FIG. 13: Substrate lattice constants of Al, Ga and Lu, Yb, Tm, Er, Y substitutions necessary for producing thin films having various Ce contents on a garnet substrate while matching the substrate lattice constants. The figure which shows the result calculated about 12.509A.

FIG. 14 is a diagram showing a result when warpage was measured for a sample after a thin film was formed in the conventional technique.

Claims (3)

[Claims] 1. A cerium-substituted yttrium iron garnet thin film formed on a crystal substrate having a garnet structure, wherein a part or all of iron is replaced by aluminum, gallium, or both aluminum and gallium to obtain a lattice constant between the substrate and the thin film. A garnet thin film characterized by matching. 2. In a cerium-substituted yttrium iron garnet thin film formed on a crystal substrate having a garnet structure, a part of yttrium is selected from the group consisting of lutetium, ytterbium, thulium, erbium, dysprosium, terbium, gadolinium and europium.

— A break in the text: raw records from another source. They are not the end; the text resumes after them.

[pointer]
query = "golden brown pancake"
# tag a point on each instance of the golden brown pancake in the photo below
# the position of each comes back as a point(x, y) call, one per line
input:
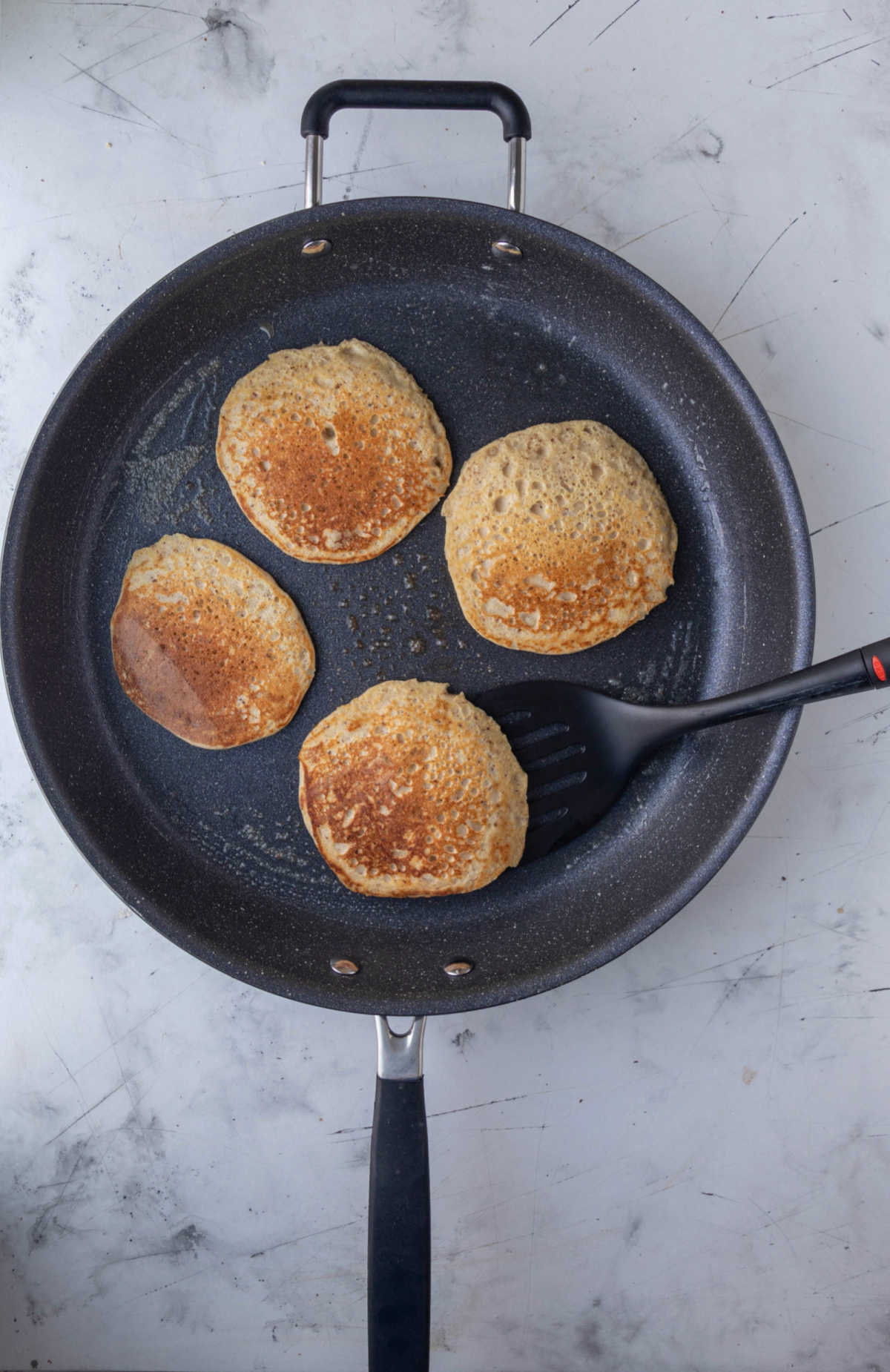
point(334, 453)
point(409, 791)
point(558, 538)
point(208, 645)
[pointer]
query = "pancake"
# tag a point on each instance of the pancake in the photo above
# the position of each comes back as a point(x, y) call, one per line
point(558, 538)
point(334, 453)
point(409, 791)
point(208, 645)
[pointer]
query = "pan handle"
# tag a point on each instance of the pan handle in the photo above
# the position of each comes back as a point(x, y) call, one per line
point(398, 1213)
point(418, 95)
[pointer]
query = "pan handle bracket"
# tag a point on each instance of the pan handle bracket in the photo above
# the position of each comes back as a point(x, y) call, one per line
point(400, 1055)
point(418, 95)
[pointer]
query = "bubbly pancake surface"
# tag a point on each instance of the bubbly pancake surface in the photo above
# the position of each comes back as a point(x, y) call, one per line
point(410, 791)
point(334, 453)
point(208, 645)
point(557, 538)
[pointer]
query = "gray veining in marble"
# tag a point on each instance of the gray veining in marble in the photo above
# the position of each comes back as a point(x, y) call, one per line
point(679, 1162)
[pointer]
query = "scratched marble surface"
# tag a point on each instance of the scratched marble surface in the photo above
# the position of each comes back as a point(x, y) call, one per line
point(681, 1161)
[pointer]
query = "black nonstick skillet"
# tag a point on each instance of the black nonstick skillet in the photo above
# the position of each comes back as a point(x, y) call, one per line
point(505, 321)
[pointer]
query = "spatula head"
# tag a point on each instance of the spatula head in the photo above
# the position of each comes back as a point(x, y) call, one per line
point(579, 750)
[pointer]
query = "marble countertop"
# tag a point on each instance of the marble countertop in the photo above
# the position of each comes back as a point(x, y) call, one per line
point(679, 1161)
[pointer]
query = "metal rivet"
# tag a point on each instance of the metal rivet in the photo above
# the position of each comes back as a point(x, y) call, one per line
point(502, 247)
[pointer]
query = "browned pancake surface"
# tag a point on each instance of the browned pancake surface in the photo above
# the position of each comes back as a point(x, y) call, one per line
point(410, 791)
point(334, 453)
point(208, 645)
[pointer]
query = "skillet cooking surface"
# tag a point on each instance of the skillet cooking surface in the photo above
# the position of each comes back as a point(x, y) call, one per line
point(210, 847)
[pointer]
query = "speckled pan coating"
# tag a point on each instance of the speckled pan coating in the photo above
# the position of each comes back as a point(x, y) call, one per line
point(208, 847)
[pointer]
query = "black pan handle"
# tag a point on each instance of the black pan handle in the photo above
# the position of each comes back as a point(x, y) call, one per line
point(416, 95)
point(398, 1213)
point(413, 95)
point(844, 676)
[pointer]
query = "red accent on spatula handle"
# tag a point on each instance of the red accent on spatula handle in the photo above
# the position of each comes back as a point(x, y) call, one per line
point(877, 659)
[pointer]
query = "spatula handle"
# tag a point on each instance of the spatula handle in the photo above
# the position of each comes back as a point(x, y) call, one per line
point(844, 676)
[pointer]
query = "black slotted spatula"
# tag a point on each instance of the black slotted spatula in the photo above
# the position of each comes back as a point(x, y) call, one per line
point(581, 748)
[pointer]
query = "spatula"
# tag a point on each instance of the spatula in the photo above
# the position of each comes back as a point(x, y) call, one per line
point(581, 748)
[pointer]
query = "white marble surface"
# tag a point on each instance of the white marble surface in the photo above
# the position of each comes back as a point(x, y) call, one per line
point(681, 1161)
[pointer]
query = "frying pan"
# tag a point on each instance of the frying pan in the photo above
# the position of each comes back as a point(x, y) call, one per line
point(505, 321)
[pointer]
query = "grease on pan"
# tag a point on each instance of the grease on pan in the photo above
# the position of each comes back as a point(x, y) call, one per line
point(334, 453)
point(208, 645)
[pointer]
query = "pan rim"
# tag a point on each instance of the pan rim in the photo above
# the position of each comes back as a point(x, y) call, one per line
point(343, 995)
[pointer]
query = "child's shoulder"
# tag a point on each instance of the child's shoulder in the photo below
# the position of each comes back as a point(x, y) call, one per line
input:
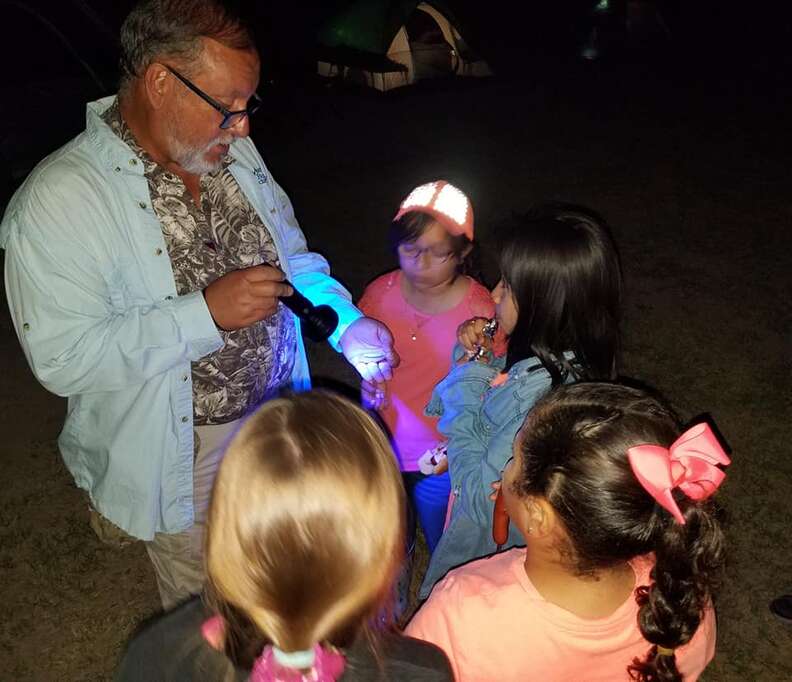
point(379, 287)
point(484, 577)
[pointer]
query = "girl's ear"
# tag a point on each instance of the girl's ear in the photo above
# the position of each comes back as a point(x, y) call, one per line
point(541, 516)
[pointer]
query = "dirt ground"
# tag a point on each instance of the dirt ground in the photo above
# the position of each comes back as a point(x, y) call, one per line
point(693, 175)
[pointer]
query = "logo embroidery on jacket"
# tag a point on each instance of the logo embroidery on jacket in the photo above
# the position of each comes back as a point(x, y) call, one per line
point(261, 176)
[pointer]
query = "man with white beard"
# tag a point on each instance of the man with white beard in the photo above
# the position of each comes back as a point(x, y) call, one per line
point(145, 261)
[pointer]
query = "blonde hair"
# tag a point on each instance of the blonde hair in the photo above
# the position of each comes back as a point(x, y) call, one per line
point(306, 525)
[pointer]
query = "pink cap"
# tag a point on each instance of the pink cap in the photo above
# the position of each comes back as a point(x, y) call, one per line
point(445, 203)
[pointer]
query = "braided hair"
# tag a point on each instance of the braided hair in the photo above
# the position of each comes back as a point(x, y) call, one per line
point(574, 454)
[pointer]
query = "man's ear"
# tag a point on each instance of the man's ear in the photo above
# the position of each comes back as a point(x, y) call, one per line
point(157, 82)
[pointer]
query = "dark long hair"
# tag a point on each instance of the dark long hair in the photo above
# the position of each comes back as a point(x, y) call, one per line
point(561, 265)
point(574, 454)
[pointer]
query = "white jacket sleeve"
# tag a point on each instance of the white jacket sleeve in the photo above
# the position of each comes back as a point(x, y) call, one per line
point(78, 330)
point(311, 272)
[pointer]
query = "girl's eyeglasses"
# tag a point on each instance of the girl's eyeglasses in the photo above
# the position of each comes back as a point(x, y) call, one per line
point(414, 252)
point(230, 118)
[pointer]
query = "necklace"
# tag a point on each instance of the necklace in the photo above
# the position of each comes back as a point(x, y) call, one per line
point(420, 322)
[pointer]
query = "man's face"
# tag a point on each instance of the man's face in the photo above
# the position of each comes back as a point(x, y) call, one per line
point(194, 137)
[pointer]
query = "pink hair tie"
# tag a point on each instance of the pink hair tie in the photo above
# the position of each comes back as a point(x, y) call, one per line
point(317, 664)
point(445, 203)
point(690, 464)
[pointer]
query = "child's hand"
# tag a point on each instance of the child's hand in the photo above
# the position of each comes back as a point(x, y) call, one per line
point(471, 335)
point(434, 461)
point(496, 486)
point(373, 394)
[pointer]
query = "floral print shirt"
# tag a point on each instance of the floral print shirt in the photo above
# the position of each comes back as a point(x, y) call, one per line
point(205, 242)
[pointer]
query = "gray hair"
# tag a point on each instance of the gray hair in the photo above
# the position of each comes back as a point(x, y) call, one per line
point(173, 29)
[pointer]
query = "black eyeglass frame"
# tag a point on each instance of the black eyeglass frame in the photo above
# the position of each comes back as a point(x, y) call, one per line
point(228, 115)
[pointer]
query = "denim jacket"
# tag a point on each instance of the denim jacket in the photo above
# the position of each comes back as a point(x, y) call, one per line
point(480, 422)
point(94, 303)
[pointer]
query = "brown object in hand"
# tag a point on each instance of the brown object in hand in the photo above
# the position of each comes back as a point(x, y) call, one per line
point(500, 521)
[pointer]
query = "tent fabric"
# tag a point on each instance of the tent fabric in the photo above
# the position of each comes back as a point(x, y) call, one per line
point(368, 42)
point(370, 25)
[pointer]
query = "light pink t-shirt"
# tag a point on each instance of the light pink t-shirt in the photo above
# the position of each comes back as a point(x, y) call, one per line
point(424, 344)
point(494, 625)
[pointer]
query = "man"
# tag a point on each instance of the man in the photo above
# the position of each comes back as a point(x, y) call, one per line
point(145, 260)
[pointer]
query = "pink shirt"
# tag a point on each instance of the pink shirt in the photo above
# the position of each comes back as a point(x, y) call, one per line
point(494, 625)
point(424, 344)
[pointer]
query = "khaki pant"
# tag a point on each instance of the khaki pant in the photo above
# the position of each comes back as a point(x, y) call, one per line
point(178, 557)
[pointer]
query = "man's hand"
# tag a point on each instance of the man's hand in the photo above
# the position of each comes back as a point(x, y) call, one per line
point(243, 297)
point(373, 395)
point(368, 346)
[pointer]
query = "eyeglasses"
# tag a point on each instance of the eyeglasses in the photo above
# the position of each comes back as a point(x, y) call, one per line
point(414, 252)
point(230, 118)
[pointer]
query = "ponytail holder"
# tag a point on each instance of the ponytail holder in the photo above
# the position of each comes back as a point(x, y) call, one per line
point(317, 664)
point(294, 659)
point(690, 464)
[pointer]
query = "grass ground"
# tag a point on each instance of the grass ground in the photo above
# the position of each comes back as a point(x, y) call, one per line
point(692, 174)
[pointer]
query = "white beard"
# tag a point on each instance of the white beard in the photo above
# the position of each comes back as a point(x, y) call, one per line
point(194, 160)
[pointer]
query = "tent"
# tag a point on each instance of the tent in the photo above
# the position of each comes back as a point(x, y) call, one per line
point(385, 44)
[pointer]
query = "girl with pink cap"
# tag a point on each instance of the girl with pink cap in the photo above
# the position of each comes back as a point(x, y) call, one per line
point(422, 303)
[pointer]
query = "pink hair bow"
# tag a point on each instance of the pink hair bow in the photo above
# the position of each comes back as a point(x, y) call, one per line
point(690, 464)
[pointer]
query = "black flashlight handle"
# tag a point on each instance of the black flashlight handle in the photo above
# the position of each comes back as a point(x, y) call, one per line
point(318, 321)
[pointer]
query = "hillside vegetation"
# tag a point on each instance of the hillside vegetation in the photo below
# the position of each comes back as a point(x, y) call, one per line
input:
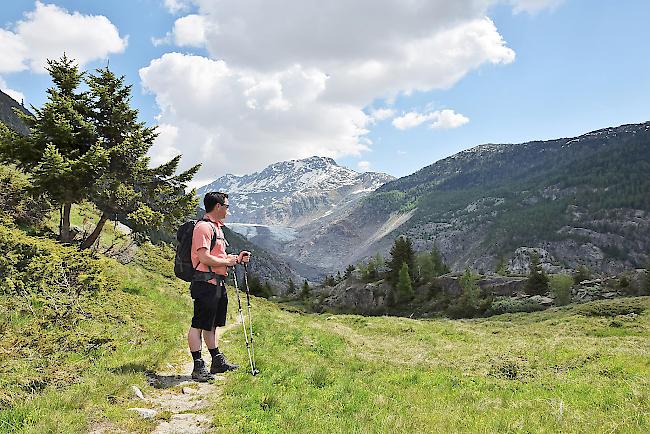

A garnet thin film characterized in that the lattice constants of the substrate and the thin film are matched by substituting with several kinds of elements. 3. A cerium-iron garnet thin film formed on a crystal substrate having a garnet structure, wherein iron is partially replaced by aluminum, gallium or both, and
Characterized by substituting part of cerium with one or several elements selected from lutetium, ytterbium, thulium, erbium, dysprosium, terbium, gadolinium, and europium to match the lattice constants of the substrate and the thin film. Garnet thin film.